• That being said, there are American companies that have been working on flying wind turbines for quite a while.

      • We have working models. The difference is the Chinese can say “make it happen”, and they do it. In the US they say, “Gimme lots of investment capital and how can I profit massively off of this?” so it goes nowhere quick.

        Maybe we should call them “AI power dirigibles” and people will put some money into it.

  • 19 days

    Helium is a non-renewable substance which there is a global shortage of. I wonder how much it takes to lift that thing 😅

    • 19 days

      Wouldn’t hydrogen be better for lifting something like a wind turbine.

        • No worries, that only happens if there’s a spark, like for instance some static electricity. Shouldn’t be a problem here, surely this thing won’t generate any of that.

          • Wouldn’t this still need to be tethered to the ground? Would that likely have grounding cables?

            • That helps against sparks jumping between the balloon and the ground, but things could still get zappy between the individual components of the balloon.

      • Not necessarily. It’s not about the boom factor alone - hydrogen is a small atom, and so under pressure, most commonly used materials are permeable to it. It leaks through every material. It really takes something as solid as steel pipes for hydrogen atoms to not work their way through and escape. So while hydrogen would be cheaper to produce at scale, it’s also constantly leaking out of any container.

        For wind turbines, static electricity and storms would be huge risks as well, so the application of a floating wind turbine would not be ideal.

        • Even with steel pipes you get problems with hydrogen embrittlement because hydrogen diffuses into the steel and can cause it to crack.

        • If you’re producing electricity in it, you can always bring some water up and use some of that electricity to extract hydrogen from the water to make up for any leaks.

          It really depends how bad the leaking is since that dictates how much weight of water is needed to be brought up and electricity must be used for hydrolysis.

      • Yeah, that’s what the folks who designed the Hindenburg thought as well.

        • For an autonomous platform with some sort of safety mechanisms for jettisoning the air bag if a catastrophic failure occurs, hydrogen does in fact sound like a way better and less scarce lifting gas.

        • Wasn’t the way the Hindenburg burned due to both the Hidrogen AND the alumium oxide paint covering it?

    • 19 days

      Helium may not be renewable but we can manufacture it from things like boron

      • I need someone to explain the joke.
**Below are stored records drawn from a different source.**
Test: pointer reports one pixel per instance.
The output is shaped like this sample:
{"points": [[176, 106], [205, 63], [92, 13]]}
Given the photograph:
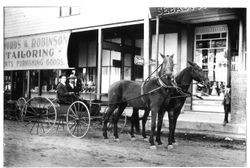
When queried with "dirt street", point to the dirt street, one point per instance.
{"points": [[60, 149]]}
Waiting 100,000 years for radioactive decay seems to be a bit boring as a punch line.

        • 19 days

          It’s not a joke if you hit boron with a neutron it releases the energy in the form of an alpha particle which is just a helium atom.
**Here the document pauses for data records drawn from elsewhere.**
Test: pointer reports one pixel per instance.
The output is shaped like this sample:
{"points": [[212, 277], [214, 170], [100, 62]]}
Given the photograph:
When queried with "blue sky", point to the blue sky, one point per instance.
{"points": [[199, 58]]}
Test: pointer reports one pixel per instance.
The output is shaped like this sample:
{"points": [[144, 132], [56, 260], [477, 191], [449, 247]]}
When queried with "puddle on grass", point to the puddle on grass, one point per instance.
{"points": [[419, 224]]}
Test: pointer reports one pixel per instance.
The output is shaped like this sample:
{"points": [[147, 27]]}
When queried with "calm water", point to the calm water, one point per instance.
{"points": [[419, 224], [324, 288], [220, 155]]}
          So take some boron-10 put it in a neutron flux and you get helium. This is being done in nearly every nuclear power plant in the world every second

    • Not once we get fusion reactors up and running, then we’ll be drowning in that sweet sweet helium-4

      • 19 days

        Not once we get fusion reactors up and running

        Yeah, about that…

  • People in the UK, mainly the coffin dodgers mind, bitch about how ugly wind turbines are they’d loose their shit about these. They seem to prefer the beautiful and discreet electricity pilots it seems.
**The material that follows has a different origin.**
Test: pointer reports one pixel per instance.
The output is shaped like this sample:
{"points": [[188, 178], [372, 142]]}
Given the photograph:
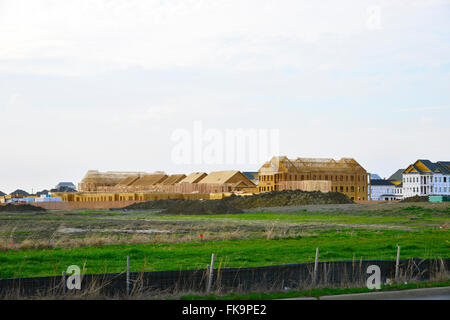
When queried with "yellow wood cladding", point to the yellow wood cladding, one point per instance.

    • Oh no, they don’t like pylons either. They just want coal plants in poor people’s gardens and subterranean power cabling.

  • We need better propulsion methods than Helium…

    …but we don’t exactly have other lighter than air alternatives.

    • 19 days

      Well, there’s hydrogen, but that has its own downsides. Like it’s a bit explody, for example.

      • Not to mention that the flames while combusing are invisible by sight. It’s also really difficult to keep contained and if it leaks it has ~11x the impact of CO2 per this article.

        I used to like the idea of hydrogen as an energy medium but all of its attributes combined just make it really infeasible to use except for immediate applications.